Y si la caja común está bajo mínimos porque somos muchos y la pandemia nos está golpeando a todos, ¿no habría que repensar qué mensajes se están lanzando desde las tribunas políticas y desde los medios de comunicación? El castigo al inversor que implica impuestos al ahorro, a la inversor, la demonización del lucro y del deseo de prosperidad económica individual, que es la base de la prosperidad de todos, es un acto anti patriótico.
El despilfarro del gasto público, que se trata de velar con lo importante que son la enseñanza y la educación, es un acto patriótico y, además, despreciable. No solamente por ir en contra de la prosperidad económica sino por mantener la mala calidad y provisión de esos servicios tras los cuales se intenta ocultar el despilfarro del dinero de los ciudadanos.

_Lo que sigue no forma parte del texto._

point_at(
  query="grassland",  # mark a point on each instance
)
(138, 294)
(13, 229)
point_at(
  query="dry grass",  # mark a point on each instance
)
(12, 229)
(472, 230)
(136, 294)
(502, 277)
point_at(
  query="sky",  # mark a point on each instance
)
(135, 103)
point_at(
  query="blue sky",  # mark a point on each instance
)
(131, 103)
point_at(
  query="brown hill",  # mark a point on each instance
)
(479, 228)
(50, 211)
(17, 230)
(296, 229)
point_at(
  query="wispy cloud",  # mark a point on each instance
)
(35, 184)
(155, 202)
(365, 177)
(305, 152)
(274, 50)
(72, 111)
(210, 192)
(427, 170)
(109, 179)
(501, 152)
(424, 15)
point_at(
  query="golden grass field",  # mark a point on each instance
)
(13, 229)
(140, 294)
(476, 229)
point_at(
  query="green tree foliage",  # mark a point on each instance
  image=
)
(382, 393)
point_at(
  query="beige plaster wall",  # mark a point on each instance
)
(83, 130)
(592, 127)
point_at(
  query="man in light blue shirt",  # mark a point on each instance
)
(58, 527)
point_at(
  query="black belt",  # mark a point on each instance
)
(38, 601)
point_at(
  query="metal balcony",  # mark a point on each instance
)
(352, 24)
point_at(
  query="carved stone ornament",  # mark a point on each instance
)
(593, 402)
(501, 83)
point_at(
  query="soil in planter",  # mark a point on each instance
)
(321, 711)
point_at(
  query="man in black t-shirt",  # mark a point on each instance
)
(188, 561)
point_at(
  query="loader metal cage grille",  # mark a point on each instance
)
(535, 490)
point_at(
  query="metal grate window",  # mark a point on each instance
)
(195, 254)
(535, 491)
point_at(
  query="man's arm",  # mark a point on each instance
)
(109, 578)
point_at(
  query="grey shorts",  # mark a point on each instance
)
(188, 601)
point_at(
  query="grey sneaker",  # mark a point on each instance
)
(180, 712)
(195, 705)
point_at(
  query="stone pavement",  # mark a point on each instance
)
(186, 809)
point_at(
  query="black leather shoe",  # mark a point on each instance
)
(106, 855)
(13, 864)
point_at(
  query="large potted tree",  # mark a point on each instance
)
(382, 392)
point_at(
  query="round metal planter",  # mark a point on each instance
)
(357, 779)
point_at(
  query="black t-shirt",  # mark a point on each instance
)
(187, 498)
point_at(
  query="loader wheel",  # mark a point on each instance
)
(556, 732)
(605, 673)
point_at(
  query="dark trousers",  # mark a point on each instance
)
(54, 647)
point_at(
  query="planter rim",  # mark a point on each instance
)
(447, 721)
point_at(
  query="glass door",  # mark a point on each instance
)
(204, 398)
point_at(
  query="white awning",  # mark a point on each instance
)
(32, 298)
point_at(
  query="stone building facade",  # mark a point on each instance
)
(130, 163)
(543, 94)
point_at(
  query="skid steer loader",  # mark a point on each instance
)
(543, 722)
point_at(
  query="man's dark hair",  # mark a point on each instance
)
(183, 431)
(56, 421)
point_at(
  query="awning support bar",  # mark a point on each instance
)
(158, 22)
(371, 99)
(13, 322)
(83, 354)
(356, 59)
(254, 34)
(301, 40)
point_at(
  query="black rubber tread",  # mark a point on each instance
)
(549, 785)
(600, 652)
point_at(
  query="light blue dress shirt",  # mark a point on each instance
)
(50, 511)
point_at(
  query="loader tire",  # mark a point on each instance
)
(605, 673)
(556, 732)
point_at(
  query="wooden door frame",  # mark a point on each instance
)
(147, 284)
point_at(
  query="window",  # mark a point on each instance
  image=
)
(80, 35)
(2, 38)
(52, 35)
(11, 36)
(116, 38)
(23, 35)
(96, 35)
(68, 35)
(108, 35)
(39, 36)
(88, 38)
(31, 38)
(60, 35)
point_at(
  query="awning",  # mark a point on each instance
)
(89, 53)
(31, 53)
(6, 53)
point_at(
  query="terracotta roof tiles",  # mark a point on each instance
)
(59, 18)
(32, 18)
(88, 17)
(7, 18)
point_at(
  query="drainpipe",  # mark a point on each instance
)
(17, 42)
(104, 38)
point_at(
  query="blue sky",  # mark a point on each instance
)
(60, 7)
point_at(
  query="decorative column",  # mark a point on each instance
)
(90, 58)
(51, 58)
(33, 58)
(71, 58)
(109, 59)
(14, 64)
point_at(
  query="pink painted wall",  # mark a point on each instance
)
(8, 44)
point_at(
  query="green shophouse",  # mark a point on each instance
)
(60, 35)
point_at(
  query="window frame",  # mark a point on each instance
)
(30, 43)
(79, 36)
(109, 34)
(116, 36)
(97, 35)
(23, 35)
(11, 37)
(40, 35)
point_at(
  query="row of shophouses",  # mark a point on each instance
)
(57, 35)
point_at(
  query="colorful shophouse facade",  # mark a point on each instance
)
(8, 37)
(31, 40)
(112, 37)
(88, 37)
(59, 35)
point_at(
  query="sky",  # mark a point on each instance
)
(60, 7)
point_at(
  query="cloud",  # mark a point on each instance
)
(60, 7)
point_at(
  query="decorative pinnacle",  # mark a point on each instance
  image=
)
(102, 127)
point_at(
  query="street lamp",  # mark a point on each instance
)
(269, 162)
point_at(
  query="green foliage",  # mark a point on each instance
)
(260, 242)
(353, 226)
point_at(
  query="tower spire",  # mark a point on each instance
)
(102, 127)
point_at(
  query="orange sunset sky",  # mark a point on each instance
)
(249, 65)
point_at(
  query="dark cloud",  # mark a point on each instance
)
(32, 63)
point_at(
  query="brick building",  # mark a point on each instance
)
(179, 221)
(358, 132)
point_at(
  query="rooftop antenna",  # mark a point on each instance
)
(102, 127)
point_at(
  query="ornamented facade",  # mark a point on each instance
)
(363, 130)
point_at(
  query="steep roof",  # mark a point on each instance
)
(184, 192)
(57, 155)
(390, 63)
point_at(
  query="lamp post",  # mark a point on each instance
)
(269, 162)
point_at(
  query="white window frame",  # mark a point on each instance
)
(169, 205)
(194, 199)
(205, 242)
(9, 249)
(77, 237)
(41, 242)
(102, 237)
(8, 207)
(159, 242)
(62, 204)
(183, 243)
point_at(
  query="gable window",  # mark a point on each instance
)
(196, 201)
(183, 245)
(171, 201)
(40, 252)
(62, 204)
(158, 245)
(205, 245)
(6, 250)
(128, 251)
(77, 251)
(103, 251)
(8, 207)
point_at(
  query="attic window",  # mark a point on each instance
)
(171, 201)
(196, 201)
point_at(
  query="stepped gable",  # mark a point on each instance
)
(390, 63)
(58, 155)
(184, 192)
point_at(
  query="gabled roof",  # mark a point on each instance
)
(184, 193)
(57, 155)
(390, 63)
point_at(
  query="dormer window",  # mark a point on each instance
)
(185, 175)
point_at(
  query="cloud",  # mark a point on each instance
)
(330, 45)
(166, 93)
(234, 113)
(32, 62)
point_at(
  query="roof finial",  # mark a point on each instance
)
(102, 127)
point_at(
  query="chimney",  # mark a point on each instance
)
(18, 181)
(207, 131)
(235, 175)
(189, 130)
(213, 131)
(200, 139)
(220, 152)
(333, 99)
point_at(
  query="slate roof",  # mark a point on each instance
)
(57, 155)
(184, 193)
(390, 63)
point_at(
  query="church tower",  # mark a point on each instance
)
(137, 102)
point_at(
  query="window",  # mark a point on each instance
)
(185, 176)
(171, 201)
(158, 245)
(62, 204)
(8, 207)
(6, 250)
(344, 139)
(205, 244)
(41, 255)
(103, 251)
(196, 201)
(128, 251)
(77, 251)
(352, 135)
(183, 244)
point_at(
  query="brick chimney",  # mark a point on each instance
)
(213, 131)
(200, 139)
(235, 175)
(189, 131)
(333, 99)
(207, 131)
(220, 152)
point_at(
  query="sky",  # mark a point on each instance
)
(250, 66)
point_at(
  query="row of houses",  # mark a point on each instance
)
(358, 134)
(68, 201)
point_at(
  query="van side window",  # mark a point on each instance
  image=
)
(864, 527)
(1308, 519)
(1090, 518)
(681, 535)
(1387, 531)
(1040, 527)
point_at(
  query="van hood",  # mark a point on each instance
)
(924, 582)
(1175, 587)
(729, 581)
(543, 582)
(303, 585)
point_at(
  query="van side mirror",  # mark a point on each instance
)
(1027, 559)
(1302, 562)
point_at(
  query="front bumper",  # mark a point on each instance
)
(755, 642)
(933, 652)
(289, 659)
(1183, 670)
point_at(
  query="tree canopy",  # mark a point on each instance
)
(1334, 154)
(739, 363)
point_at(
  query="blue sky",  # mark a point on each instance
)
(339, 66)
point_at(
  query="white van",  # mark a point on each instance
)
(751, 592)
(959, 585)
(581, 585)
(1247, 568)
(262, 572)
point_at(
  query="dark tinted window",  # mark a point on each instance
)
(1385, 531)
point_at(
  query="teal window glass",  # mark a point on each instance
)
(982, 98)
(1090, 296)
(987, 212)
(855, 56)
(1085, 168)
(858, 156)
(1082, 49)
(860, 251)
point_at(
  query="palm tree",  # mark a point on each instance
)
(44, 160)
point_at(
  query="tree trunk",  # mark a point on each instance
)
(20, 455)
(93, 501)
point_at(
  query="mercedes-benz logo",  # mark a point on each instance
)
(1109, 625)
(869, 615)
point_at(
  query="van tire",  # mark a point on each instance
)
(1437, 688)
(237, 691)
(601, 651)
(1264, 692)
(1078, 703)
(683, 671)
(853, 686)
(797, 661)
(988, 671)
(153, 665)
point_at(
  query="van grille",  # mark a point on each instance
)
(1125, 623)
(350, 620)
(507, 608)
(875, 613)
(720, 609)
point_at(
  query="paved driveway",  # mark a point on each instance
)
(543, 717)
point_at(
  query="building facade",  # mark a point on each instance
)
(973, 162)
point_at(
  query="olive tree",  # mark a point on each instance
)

La realidad nos dice que nuestra deuda es de las menos sostenibles de Europa, como muestra el reciente informe DSM (Debt Sustainability Monitor). No estamos solos en este furgón de cola, pero eso no nos hace mejores. Estamos dejando un futuro sombrío a los españoles del mañana. Eso no es muy patriótico. Ya sé que estamos en el país del “que me quiten lo bailado” y que el corto plazo manda. Pero no me hablen de patria. Para explicar mis razones, debo volver a Borges y recordar su Oda escrita en 1966: “La patria, amigos, es un acto perpetuo como el perpetuo mundo”.